For advanced users, there is even more to learn. Extensions to try. Build times to reduce. If you don’t have full awareness of laziness and full awareness of what accumulator is what, if you let any invalid state be actually valid because its laziness just slipped through your mind, if something fails to specialize and now it generates thunks and you need to understand specialization… there’s a lot to {-# UNPACK #-}. A good thing though is that concurrency comes practically FOR FREE, it’s actually amazing.
So all people have a hard (long) time learning, this translates to having less horsepower, and this translates to:
- Not having a NetBeans or IntelliJ for Haskell, fully customized to deal with any and all roadblocks. The average Joe is not going to become an Emacs wizard with over 9000 Nix flakes. VSCode is good enough. The Language Server and Cabal/Stack are good, and an amazing effort, but they are actually a expected standard for any modern language.

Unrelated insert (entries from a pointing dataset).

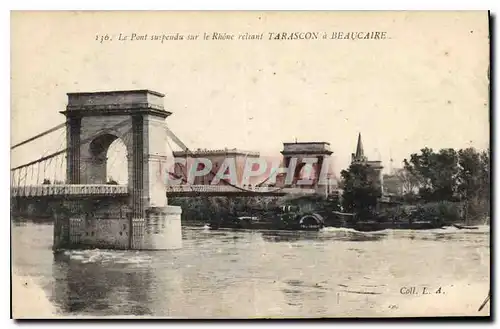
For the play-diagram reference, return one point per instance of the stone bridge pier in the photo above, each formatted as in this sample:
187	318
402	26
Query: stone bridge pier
142	219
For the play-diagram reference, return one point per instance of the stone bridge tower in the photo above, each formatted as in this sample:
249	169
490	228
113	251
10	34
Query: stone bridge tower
319	152
137	117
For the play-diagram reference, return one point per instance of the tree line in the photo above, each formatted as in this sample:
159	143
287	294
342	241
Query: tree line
448	175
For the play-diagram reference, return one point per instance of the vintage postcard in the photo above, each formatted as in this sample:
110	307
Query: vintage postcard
250	165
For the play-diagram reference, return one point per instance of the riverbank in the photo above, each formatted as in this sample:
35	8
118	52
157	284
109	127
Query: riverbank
29	301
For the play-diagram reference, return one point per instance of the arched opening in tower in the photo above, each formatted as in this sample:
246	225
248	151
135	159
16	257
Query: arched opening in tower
117	164
109	160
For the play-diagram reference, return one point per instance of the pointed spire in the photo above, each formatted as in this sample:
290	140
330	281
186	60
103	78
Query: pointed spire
359	148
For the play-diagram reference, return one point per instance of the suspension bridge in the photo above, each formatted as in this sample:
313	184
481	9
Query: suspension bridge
137	214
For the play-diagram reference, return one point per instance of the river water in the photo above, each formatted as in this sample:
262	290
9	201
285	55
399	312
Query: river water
269	274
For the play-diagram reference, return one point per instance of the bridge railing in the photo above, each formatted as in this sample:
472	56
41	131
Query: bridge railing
80	190
230	189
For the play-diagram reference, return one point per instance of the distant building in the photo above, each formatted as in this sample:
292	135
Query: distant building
359	157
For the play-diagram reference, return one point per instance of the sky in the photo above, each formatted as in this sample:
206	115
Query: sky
426	85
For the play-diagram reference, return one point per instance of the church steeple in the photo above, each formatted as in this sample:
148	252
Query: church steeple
359	148
359	156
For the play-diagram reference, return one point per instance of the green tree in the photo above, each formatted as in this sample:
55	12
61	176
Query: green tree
360	192
436	173
474	182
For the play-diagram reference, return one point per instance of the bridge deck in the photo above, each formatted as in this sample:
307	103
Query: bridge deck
96	190
69	190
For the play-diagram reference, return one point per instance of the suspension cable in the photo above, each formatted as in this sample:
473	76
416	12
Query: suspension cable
59	126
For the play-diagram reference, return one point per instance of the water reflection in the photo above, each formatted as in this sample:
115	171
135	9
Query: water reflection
251	273
283	236
102	283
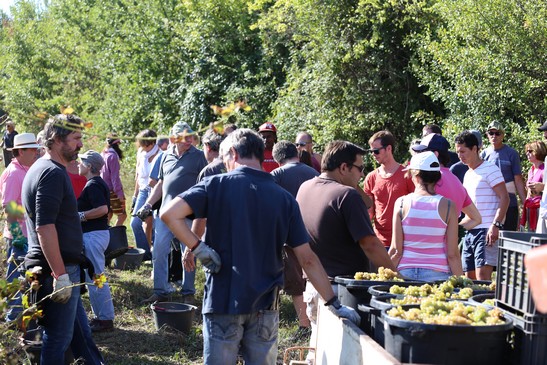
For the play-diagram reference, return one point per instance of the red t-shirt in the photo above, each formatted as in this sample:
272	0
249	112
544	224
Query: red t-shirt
269	163
384	193
78	183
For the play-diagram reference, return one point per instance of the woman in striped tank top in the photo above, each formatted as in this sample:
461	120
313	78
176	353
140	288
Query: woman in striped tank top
424	243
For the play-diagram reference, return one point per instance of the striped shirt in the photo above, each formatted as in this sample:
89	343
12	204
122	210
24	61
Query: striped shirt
479	184
424	235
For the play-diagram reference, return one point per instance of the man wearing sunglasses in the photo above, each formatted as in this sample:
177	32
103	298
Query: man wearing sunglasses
508	160
385	184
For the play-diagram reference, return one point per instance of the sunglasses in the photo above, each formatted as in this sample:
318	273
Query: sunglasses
360	168
376	151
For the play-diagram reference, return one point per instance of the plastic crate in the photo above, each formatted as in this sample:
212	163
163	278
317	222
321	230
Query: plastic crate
512	291
530	338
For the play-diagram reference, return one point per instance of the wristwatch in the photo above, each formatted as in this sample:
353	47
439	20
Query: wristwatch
498	224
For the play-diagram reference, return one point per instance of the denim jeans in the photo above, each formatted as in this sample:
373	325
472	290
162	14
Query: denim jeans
67	325
137	223
160	261
95	243
424	274
253	335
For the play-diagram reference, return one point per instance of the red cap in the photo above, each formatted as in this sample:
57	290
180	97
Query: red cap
267	127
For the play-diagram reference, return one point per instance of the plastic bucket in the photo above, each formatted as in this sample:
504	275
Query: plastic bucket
130	260
175	315
415	342
117	245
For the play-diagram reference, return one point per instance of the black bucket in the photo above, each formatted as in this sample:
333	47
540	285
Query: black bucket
175	315
118	243
354	293
419	343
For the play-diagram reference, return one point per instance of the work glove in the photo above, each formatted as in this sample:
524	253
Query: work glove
62	289
208	257
344	312
144	212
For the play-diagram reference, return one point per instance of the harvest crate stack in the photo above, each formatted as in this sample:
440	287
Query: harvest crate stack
514	297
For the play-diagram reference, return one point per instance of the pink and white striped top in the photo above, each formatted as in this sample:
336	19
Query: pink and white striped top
424	235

There’s no industrial debugger for Haskell.
- Not having a myriad of small time content to climb the ranks of wizardry.
And the most important one for the average Joe, NO KILLER APPS:
- Other web frameworks are easier.
- The popular game engines are for other languages.
- No enterprise systems like Spring with all its docs.
- Python is easier to understand to act as glue for machine learning done in C.
- There’s no easy GUI to make small apps.
This is not to say Haskell isn’t useful. But there is no Apache Spark for Haskell. There is no Unity for Haskell. There’s probably a parser for your thing in your favorite language. (There is, however, pandoc, to lure some people in.)
And this translates to why industry doesn’t use Haskell. There’s not enough people. You need to pay fair compensation to get wizards to come work for you. They will leave and will need to be replaced. Will you find a replacement? Maybe. It’s too risky. It’s basic risk management. You can deal with splattering trace all over the place to debug a problem, you can deal with records not being ergonomic after years and years of talks, you can slap a monitor to see where all these thunks are coming from, but you can’t deal with non existent people. With Haskell, you can have 10x fun, 10x productivity, 10x reliability, but if the average Joe can barely learn how to write it and maintain it, 10x0 equals 0. So why not use Java? It’s not like we have to recall the 10 million dollar total chips distributed or somebody dies: the customer will complain about the null pointer, we will patch it, fire the scapegoat and hire somebody else for peanuts (free tip: you shouldn’t fire the guy that made the mistake because you fired the guy that just learned not to do it).
So, as you can see, curbstomping toxic evangelism won’t do anything in this regard. The solution is either:
- Improve the ergonomics of Haskell by evolving the standard and adopting libraries that make Haskell easier. This risks breaking industry builds. Of course, you risk changing the language for the worse and pissing off everybody. Easier said than done.
- Make a killer app for Haskell so that people put up with Haskell’s difficulty in order to use it. Easier said than done.
What a tall order, huh?
As for me, I love Haskell, will keep hacking at it, improving at it, and having fun with it.